The dust may seem to have settled on the murder of Afrasheem’s death with no consequence for those who laid the plans and paid for it. Society, on the other hand, paid a heavy price. No religious scholarly longer dares publicly challenge the Salafi doctrine in the Maldives.


In July 2014 Abu Bakr Al-Baghdadi of the ISIS declared an Islamic Caliphate from Iraq, further emboldening Maldivian Salafi Jihadists, both as foreign fighters and as local warriors on a holy mission to cleanse Maldives of the secular and the shirk. Less than a month later, in the early hours of the morning of 8 August 2014, Jihadists kidnapped Ahmed Rilwan, a journalist and blogger. At the time he was covering the activities of Maldivan Jihadists flocking to the conflicts in Syria and Iraq as a journalist for Maldives Independent. One Dhivehi Jihadist in Syria accused Rilwan of not being a proper Muslim and issued a warning that his days were numbered.

Just as the earlier Jihadists waited outside the homes of Hilath and Afrasheem with their sharpened blades hidden in the darkness of the night, they waited for Rilwan outside his home in the early hours of the morning. Instead of decapitation on the spot—the apparent goal behind both previous attacks—they kidnapped Rilwan, bundled him into the boot of a red car, forced him onto a boat, took him out into the open ocean, and made him recite the Shahadha. Then they decapitated him. 

Rilwan’s family only learned of his fate in 2019, years after the Jihadists abducted him. They are still campaigning for justice. In vain.


On this day four years ago, Salafi Jihadists picked their next target: Yameen Rasheed, 29, a blogger and writer who not only disagreed with the Salafi vision for the Maldives but also often satirised various aspects of it online. Yameen and Rilwan shared more than an ideological kinship; they were also bound by strong ties of friendship. After Rilwan’s forced disappearance in 2014, Yameen dedicated much of his energy towards campaigning with Rilwan’s family for justice. In vain.

On 23 April 2017, Yameen returned home from work in the early hours of the morning. The Jihadists were waiting for him in the darkness of the stairwell inside Yameen’s apartment building. They stabbed him 34 times in a frenzied attack. His cries for mercy fell on deaf ears. The young writer died in hospital later that morning. Yameen’s family now dedicates much of their energy to campaigning with Rilwan’s family for justice. In vain.

Salafi Jihadists are allowed to kill non-conforming Maldivian citizens with impunity. 

A Maldivian citizen that openly criticises Salafi beliefs, teachings and practices—does not matter whether you are a pious Muslim; a scholar of Islam; a ‘moderate Muslim’; a relaxed one; a lapsed one; an apostate or an atheist—can be, has been, and will be killed. And the Jihadists who kill them will remain unpunished.
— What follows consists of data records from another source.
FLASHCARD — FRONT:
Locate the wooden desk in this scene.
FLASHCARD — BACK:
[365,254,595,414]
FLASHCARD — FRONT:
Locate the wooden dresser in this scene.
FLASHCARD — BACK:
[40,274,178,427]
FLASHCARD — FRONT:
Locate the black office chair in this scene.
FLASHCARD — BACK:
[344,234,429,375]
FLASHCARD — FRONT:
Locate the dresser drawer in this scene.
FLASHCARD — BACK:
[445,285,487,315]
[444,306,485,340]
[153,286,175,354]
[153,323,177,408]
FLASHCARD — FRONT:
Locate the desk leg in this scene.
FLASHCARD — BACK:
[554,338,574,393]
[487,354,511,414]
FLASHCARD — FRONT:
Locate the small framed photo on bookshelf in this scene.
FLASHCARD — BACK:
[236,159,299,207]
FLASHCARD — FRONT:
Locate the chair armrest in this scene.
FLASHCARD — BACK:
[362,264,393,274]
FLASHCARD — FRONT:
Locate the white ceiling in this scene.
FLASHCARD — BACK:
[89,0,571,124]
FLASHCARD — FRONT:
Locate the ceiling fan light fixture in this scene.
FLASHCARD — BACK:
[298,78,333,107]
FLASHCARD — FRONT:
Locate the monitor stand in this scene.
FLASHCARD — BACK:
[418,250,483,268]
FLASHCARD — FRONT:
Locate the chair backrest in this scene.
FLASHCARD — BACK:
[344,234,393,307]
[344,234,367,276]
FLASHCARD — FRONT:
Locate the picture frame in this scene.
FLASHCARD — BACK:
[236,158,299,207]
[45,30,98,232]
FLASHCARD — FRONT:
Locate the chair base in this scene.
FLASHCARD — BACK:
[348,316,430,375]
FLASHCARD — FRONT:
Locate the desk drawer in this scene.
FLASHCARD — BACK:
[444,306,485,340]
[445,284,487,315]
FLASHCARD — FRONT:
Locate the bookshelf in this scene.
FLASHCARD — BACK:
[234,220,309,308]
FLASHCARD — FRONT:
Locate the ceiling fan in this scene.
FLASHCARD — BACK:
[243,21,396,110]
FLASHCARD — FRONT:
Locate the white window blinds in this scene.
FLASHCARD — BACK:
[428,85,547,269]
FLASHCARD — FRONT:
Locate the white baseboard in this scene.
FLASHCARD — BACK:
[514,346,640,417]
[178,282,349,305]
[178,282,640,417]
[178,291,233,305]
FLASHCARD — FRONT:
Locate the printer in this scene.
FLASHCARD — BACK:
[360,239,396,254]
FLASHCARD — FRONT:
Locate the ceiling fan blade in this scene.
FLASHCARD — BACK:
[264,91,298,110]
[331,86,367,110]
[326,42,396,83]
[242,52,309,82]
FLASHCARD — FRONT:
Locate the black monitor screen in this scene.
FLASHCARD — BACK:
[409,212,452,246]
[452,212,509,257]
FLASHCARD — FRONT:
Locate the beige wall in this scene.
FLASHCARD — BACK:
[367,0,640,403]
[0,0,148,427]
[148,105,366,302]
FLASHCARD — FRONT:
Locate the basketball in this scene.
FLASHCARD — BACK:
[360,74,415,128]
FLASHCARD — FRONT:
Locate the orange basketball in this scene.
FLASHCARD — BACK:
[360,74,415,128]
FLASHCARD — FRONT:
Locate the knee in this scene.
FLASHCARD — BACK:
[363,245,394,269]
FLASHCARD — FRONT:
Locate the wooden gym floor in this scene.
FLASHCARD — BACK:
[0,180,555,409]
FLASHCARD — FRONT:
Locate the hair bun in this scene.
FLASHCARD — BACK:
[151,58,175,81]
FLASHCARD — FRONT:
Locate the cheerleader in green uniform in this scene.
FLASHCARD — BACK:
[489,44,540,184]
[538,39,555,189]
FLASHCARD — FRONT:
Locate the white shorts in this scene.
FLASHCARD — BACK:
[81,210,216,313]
The reason is simple: the government and most of contemporary Maldivian society accepts death—or at the very least expulsion from society—as a suitable form of punishment for citizens identified as insufficiently Muslim, anti-Islam, or Enemies of Islam. ‘LaaDheenee’ people, marked as such by Salafi influencers according to their own criteria, are made into figures of public hatred to such an extent that Jihadists feel they must kill them to rid their society of Kuffars, and the public feels convinced the killing was for the ‘greater good’ of the ‘100 percent Muslim’ country.

That is why the courts of law in the democratic republic of Maldives are failing to deliver justice in these killings. According to the religious ideology that dominates the entire government and state apparatus, and most of society, true justice has already been done. By killing these men.